Plans call for turning it into permanent transitional housing with an onsite manager and social services.

"We have concerns on how this facility is going to interact with our neighborhood," says John Millar.

Millar is president of the Marina Community Association, which questions everything from the $9 million financing to the size of the project.

"A number of our members have said, if we could scale this back and make it a more manageable facility, or break it into two; can we have two smaller facilities?" Millar says.

But, Trent Rohrer says, "We think 24 youth will fit in this location without a problem."

Rohrer is director of the Department of Human Services, in charge of affordable housing. This would be the first of its kind in the Marina, a neighborhood where the median household income is nearly $85,000 a year.

"It's an opportunity for them and it could be a very good one, but also could be an opportunity that will make them feel awkward when they look around and see they are quite different from the rest of the people in the neighborhood," says Kat Anderson with the Marina Community Association.

"They have to live somewhere. Just because they are foster youth or becuase they're coming from the system, doesn't mean they will be a problem for the neighborhood," Wright said.

The head of the city's Human Services Department says critics have the wrong idea about who will live here and how the place will be run.

"I think the neighbors are fearful we'll be placing individuals there who are criminals, who are drug abusers, who are active alcoholics, who are a blight on the neighborhood, and that's simply not the case," says Rohrer.

He says the kids will be in school, job training or working.

"Some of the rhetoric is really disappointing to me," he says.

The Mayor Gavin Newsom is fully supportive of the project.

"You say we want to share the responsibility of integrating a social services safety net in all our diverse neighborhoods. They say that's great. Then, you actually do it and they say that's unconscionable. Who are these people? Well these are people like you and me," he says.

The project's opponents say they feel unfairly portrayed and just want more information.

"This isn't just a 'not in my backyard.' This is, 'If it's coming to this city, this neighborhood, we want to make it the best program, the most avant garde,'" says Patricia Vaughey with Marina-Cow Hollow Neigbors.

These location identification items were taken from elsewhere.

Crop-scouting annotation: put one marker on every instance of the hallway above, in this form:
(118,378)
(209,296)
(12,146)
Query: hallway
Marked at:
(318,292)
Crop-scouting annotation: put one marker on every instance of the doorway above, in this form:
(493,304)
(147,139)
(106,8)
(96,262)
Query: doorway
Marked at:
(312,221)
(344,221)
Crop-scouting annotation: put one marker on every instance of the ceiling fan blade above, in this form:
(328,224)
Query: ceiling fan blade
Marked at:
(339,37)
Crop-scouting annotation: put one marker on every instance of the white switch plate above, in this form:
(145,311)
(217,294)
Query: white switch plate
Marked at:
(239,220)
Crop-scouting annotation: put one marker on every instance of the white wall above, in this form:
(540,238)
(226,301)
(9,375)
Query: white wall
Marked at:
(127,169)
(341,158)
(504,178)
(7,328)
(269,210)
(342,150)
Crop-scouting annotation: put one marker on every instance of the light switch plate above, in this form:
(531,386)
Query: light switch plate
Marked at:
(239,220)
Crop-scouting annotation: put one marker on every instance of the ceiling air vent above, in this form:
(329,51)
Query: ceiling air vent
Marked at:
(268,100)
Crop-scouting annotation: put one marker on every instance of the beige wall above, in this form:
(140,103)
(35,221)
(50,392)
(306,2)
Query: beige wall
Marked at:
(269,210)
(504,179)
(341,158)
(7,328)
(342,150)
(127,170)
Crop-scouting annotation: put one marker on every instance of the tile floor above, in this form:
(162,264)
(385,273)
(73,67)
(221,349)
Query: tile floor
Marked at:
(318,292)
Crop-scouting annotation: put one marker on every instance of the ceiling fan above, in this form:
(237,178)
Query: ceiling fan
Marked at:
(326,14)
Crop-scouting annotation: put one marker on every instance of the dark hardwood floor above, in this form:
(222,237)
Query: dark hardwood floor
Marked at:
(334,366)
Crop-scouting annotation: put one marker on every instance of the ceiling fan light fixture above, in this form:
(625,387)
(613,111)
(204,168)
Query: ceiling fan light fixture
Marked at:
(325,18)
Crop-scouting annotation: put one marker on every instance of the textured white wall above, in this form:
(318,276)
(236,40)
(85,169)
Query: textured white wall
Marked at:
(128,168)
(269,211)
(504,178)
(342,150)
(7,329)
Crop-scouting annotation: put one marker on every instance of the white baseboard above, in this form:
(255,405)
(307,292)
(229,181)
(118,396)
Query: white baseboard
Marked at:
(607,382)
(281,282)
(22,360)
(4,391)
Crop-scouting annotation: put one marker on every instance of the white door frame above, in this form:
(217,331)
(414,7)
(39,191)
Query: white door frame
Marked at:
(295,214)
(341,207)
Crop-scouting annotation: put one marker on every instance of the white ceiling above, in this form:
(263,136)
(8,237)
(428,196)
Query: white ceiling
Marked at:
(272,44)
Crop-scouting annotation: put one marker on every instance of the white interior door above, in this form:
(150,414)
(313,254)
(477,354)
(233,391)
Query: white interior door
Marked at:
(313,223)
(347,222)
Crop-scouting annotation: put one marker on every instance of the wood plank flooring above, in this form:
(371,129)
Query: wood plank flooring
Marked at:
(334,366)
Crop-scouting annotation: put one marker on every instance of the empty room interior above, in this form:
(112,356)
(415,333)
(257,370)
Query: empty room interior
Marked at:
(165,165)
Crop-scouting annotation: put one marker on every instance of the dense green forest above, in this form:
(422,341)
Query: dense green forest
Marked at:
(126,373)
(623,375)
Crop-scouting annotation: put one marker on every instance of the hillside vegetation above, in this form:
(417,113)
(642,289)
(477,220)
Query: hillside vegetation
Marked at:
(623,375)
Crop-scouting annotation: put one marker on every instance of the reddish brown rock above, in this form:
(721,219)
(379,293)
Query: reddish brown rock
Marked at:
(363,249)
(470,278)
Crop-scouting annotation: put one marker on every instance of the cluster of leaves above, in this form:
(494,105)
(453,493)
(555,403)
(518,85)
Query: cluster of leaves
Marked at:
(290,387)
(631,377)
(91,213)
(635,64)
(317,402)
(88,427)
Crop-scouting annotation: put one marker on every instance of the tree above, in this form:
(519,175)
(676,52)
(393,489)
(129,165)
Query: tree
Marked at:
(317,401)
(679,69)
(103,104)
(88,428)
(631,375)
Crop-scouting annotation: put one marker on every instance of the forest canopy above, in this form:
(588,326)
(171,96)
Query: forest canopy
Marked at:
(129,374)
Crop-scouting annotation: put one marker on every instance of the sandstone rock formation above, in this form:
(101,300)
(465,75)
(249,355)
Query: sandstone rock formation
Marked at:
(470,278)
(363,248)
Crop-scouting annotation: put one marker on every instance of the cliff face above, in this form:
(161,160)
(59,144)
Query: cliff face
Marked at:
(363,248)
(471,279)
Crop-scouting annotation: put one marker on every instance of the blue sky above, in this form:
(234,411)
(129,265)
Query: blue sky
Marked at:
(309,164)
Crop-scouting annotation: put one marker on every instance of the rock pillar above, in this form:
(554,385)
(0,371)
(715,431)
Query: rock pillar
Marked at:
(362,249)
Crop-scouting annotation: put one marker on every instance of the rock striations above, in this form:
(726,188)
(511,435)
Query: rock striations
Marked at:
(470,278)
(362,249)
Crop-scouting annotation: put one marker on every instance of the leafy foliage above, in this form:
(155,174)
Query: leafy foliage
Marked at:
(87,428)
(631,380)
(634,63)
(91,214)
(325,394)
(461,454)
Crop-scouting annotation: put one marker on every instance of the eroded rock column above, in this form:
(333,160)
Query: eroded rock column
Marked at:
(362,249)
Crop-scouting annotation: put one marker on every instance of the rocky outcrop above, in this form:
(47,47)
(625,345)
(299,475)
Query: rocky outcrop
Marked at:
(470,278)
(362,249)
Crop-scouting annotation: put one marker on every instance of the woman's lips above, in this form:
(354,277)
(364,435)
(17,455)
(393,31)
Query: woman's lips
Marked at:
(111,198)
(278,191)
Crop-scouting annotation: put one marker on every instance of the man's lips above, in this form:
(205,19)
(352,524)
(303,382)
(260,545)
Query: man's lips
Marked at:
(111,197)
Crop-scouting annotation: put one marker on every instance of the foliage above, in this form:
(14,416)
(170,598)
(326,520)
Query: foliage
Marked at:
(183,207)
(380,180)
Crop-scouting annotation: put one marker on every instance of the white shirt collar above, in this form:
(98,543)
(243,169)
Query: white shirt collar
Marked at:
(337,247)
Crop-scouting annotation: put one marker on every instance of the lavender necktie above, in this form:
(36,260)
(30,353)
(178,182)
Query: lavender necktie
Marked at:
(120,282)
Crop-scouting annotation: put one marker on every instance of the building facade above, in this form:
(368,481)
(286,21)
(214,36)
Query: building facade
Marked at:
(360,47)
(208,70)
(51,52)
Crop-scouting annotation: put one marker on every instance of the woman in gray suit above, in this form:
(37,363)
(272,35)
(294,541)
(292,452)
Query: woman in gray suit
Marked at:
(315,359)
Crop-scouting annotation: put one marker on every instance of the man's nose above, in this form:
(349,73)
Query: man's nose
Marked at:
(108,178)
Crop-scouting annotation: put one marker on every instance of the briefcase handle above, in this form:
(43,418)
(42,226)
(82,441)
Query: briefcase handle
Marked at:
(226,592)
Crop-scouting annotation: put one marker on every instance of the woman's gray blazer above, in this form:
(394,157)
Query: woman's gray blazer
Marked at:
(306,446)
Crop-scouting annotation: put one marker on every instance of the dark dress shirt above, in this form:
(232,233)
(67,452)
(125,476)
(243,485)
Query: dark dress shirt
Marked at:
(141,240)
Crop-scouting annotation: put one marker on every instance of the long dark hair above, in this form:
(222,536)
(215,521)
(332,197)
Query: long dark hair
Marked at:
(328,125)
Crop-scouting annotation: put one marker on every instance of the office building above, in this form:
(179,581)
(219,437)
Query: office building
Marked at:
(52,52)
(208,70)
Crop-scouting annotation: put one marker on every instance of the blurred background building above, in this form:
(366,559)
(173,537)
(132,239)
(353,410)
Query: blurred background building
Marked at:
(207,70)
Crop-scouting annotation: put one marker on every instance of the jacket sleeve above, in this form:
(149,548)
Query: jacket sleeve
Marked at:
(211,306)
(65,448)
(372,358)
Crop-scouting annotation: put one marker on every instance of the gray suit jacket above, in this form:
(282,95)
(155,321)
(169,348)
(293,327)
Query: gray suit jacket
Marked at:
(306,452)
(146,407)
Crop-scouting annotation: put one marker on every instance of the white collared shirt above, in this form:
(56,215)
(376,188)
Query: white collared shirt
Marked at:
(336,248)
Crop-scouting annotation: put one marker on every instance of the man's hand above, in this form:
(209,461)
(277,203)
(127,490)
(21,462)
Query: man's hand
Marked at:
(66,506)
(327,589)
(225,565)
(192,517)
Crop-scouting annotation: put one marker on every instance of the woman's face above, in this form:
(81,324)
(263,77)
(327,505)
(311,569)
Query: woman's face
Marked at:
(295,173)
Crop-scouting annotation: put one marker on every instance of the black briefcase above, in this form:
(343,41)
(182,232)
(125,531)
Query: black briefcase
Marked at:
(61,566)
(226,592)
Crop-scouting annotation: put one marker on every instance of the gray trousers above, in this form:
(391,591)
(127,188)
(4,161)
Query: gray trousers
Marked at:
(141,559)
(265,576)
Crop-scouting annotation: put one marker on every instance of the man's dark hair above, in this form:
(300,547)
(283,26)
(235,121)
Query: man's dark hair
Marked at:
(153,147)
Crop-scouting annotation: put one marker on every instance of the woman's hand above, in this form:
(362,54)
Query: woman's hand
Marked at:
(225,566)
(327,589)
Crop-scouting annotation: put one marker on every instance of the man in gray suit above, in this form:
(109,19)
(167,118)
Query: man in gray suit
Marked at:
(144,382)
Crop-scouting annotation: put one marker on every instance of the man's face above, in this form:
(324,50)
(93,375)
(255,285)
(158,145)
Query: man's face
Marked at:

Michaela Alioto Pier is the district supervisor and she is opposed, saying the apartment building will not be completely accessible for the disabled and is near trouble spots on Lombard Street.

"The fact that it's close to some real hotspots where we see a lot of prostitution, drug dealing," she says. "We should do it right, we should do it appropriately and we should do it with community support."

The housing is expected to be ready sometime in 2012. In the meantime, the city is hoping to form a citizens advisory task force as the project moves forward.